Conor McGregor Envisions Holding UFC Belts in Three Weight Classes by End of 2016

By Tristen Critchfield Jan 20, 2016

When Conor McGregor faces Rafael dos Anjos at UFC 197, he will attempt to add championship belt No. 2 to his trophy case.

While capturing lightweight gold is far from a foregone conclusion given dos Anjos’ recent track record, the “Notorious” Irishman is, in typical fashion, already dreaming bigger.

“I’m an active champion. I will fight in many weight divisions,” McGregor said during a press conference to promote UFC 197. “As it grows and all of this forms, I like the sound of that 170-pound title as well. I feel I can take down three gold belts. And I feel I can do it by the year’s end.”

The SBG Ireland representative made good on the first part of his plan by knocking out longtime featherweight king Jose Aldo in 13 seconds at UFC 194 this past December. After that fight, McGregor revealed plans to fight for the 155-pound belt while still maintaining his place atop the featherweight division.

Such a move is unprecedented in the UFC, but Dana White had no issues granting McGregor’s request, although it is unclear when the Dublin native will make his next 145-pound title defense.

“When everybody asked me why we’ll let Conor hold two belts when we’ve never done it before, it’s because Conor has kept his word on doing everything that he said he’d do,” the UFC president said. “He was a little late to the press conference today , but other than that, he’s kept his word on everything he said he would do since he set foot in here. He said he will fight four times a year. He really likes money. I believe he will do it.”

Prior to coming to the UFC, McGregor held titles in two weight classes in the European promotion Cage Warriors Fighting Championship. With that in mind, the 27-year-old felt that facing dos Anjos for the 155-pound championship was the right move to make for his first 2016 Octagon appearance.

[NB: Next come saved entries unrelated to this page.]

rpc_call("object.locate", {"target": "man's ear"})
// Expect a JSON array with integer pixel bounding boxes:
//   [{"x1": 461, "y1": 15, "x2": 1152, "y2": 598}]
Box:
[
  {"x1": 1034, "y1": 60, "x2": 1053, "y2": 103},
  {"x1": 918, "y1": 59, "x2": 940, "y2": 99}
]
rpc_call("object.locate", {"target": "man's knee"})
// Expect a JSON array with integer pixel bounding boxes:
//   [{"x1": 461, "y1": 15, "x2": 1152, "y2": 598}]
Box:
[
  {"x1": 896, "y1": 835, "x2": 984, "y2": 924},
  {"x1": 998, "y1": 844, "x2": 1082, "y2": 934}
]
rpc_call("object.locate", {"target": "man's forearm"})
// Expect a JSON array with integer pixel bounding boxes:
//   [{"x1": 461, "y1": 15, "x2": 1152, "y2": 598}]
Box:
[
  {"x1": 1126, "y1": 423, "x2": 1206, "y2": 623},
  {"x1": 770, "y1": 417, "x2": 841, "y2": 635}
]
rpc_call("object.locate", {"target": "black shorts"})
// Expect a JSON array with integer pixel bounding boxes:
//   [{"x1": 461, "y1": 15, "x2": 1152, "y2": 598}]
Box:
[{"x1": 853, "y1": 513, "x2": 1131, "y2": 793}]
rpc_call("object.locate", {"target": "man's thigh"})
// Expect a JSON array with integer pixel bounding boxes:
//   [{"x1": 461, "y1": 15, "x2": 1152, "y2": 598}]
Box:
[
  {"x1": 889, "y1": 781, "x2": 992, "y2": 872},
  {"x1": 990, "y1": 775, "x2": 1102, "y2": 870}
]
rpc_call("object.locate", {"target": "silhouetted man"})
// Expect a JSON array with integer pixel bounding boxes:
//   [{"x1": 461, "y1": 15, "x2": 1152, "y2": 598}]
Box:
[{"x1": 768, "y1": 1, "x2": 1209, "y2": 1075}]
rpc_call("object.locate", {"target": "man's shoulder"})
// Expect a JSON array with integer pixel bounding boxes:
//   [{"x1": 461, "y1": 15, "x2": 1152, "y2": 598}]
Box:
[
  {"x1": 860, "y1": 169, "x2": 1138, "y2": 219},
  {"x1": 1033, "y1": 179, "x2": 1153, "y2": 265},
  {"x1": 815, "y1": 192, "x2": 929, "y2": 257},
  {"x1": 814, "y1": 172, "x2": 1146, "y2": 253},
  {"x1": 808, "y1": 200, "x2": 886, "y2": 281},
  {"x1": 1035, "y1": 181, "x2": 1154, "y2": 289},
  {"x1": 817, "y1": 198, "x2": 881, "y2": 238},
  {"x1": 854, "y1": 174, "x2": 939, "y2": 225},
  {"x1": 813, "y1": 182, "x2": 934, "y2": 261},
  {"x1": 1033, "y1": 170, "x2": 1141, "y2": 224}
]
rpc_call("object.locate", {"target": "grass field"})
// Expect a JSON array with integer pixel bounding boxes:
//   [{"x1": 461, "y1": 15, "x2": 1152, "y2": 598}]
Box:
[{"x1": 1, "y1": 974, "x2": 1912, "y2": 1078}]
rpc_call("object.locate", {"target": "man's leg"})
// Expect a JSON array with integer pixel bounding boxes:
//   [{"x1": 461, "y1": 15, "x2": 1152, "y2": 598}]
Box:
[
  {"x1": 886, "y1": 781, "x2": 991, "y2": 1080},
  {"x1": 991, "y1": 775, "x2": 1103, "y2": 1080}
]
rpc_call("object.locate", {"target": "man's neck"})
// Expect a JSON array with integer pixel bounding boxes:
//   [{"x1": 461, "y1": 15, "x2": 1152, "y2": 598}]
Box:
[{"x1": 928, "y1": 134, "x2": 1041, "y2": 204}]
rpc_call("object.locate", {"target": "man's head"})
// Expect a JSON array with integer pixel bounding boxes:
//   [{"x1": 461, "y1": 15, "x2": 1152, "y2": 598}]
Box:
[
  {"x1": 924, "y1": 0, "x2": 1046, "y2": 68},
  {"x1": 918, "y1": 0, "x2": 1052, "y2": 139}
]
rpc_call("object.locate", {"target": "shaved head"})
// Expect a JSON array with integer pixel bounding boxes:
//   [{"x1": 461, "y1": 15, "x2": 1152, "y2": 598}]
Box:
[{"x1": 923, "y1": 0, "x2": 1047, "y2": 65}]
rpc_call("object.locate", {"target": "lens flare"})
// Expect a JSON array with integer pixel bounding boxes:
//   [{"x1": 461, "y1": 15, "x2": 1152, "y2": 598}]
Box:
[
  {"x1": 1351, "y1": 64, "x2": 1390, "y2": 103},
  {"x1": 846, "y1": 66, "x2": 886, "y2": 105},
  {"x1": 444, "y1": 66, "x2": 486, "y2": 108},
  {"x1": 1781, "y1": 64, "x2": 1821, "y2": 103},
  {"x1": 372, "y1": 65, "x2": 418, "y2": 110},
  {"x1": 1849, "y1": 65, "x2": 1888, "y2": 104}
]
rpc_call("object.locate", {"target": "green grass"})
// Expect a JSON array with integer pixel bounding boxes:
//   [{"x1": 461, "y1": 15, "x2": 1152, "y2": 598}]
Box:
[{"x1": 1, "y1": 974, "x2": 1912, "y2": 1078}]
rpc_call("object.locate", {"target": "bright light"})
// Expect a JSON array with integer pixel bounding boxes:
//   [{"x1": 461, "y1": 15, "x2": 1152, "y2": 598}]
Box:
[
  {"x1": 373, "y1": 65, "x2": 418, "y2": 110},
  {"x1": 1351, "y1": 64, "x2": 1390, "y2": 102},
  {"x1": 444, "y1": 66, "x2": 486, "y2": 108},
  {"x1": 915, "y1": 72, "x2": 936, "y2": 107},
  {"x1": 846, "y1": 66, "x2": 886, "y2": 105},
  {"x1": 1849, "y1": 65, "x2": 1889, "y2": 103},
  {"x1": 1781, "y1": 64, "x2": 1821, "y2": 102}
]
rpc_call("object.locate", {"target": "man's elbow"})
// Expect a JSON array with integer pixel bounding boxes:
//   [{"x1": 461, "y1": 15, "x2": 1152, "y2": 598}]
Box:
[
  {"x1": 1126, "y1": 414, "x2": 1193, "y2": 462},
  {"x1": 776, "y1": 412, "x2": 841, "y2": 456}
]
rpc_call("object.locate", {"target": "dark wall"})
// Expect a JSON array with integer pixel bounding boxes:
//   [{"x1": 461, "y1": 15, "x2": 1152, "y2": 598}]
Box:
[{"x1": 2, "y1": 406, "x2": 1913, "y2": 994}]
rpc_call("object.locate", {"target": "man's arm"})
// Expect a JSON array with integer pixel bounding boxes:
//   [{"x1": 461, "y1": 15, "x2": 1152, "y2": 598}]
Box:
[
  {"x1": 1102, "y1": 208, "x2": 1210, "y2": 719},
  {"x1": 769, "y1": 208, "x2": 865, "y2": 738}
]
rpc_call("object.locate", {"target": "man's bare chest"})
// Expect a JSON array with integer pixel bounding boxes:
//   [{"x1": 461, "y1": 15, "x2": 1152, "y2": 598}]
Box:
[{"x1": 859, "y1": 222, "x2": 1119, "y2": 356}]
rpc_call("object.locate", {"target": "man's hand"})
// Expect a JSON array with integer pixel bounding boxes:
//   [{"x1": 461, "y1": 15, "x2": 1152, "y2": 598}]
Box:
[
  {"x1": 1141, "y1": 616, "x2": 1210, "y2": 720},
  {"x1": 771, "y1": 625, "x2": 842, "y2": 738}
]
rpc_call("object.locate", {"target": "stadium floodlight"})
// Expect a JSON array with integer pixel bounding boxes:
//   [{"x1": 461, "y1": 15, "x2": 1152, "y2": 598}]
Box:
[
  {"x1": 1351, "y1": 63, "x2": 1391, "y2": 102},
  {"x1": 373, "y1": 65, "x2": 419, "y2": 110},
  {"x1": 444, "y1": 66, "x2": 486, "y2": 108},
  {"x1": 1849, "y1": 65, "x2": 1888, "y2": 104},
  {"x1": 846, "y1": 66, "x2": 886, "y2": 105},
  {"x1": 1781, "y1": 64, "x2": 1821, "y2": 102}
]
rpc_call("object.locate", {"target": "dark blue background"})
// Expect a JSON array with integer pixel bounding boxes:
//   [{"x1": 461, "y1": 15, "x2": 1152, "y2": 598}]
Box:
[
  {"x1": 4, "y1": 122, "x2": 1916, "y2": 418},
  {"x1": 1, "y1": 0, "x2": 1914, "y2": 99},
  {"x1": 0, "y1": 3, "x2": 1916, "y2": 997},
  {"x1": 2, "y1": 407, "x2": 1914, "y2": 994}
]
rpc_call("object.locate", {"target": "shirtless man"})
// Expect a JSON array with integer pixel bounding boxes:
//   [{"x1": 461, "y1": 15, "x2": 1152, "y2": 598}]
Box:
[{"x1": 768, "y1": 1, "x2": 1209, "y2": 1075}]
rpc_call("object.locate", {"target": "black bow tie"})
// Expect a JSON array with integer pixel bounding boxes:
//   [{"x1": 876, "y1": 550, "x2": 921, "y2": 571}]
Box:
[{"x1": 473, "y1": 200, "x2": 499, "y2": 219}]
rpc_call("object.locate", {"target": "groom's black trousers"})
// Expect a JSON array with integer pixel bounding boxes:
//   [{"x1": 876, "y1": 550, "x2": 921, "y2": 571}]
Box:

“I chose this one because I came into this promotion as a two-weight world champion, and I always wanted to replicate that. That was the goal, continue to create history,” he said. “This man across from me has a title and nothing else but that. He is a free TV fighter, and he has nothing else to offer me except that gold belt. That was the simple decision.”

McGregor acknowledged a couple of other potential opponents -- Frankie Edgar and Nate Diaz -- while also pointing out the negatives involved with each. Edgar thought he was promised a featherweight title shot following his knockout of Chad Mendes at “The Ultimate Fighter 22” finale, while Diaz made an impassioned plea for a showdown with the Irishman after his victory over Michael Johnson at UFC on Fox 17.

It won’t happen right away, but McGregor said he expects to face both men eventually.

“There were many options. Frankie has a little bit of desperation about him. I don’t know. He went 0-2 in lightweight [title bouts], got the chance to fight for the featherweight title and got the head slapped off him and now he’s running around begging,” McGregor said. “It has the stink of desperation on it. I’m just going to leave him still for a while.

“I like the way Nate came in his last fight. The fight before he came in sloppy and really out of shape, whining and complaining about everything and then put on a performance like that,” he continued. “He went back to the bottom of the pile. But he came in this last fight in shape. He played the game a little bit more. I’ll give respect to that and we’ll see where it goes. I will go through every single one of them, make no mistake about it. Rafael is next. That’s it. More gold belts.”